Cette campagne a été lancée le 9 juillet 2007, par 171 organisations palestiniennes puis relayée dans le monde entier par des activistes islamistes soutenus par de très nombreux opposants d’Israël. Des caravanes de militants ont alors sillonné : plages, campagnes et villes de France, péages d’autoroutes et distribué 30.000 tracts en 15 jours ! Leur budget provenait de la Palestine donc des subventions de l’UE, soit aussi beaucoup d’argent du contribuable français, détourné pour une guerre idéologique.

Europalestine est une association française loi de 1901, qui importe le conflit israélo-palestinien en France en toute légalité. C’est le porte-avion du Palestinisme en France. En appelant à la désobéissance civile, à la haine contre le président du BNVCA, en lançant une fatwa, l’Algérie est un autre pays étranger qui se substitue, via ses députés et ses sénateurs, à la loi française contre le boycott.

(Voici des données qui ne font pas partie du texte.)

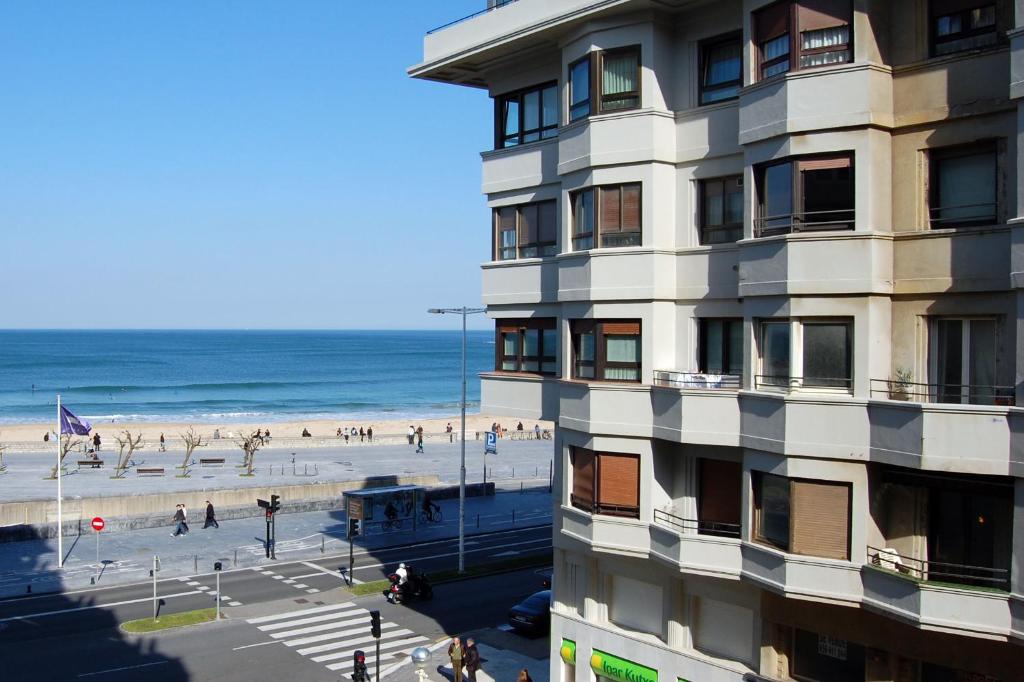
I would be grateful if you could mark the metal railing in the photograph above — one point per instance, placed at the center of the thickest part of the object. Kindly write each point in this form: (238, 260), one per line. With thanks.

Avec la Palestine, ces deux pays étrangers deviennent les instigateurs d’une ingérence à l’état des lois et de la justice en France. Voir ces menaces sur le site http://www.europalestine.com

Il s’agit de gravissimes menaces -1- pour la République, sa Justice et son Code pénal ; -2- pour la Démocratie, ses libertés d’opinion et de conscience. Ces élus étrangers tentent de faire pression sur les parties civiles, afin de les contraindre sous la menace de retirer leur plainte. Parmi les boycotteurs, une saisine du BNVCA au Tribunal de Grande Instance de Pontoise, contre un gros poisson, la sénatrice du parti des Verts soutenue par les Indigènes de la République : Alima Boumediene-Thiery qui risque de devoir acquitter 75.000 euros d’amende et une peine de prison.
En contravention avec les articles 225-1, 225-2, et 434-5 du code pénal, Europalestine continue de soutenir des opérations de boycott. Ces actes de défi envers les lois de la République sont portés par des élus qui rejettent la loi française pour la Charia, ce qui les rend d’autant plus inacceptables.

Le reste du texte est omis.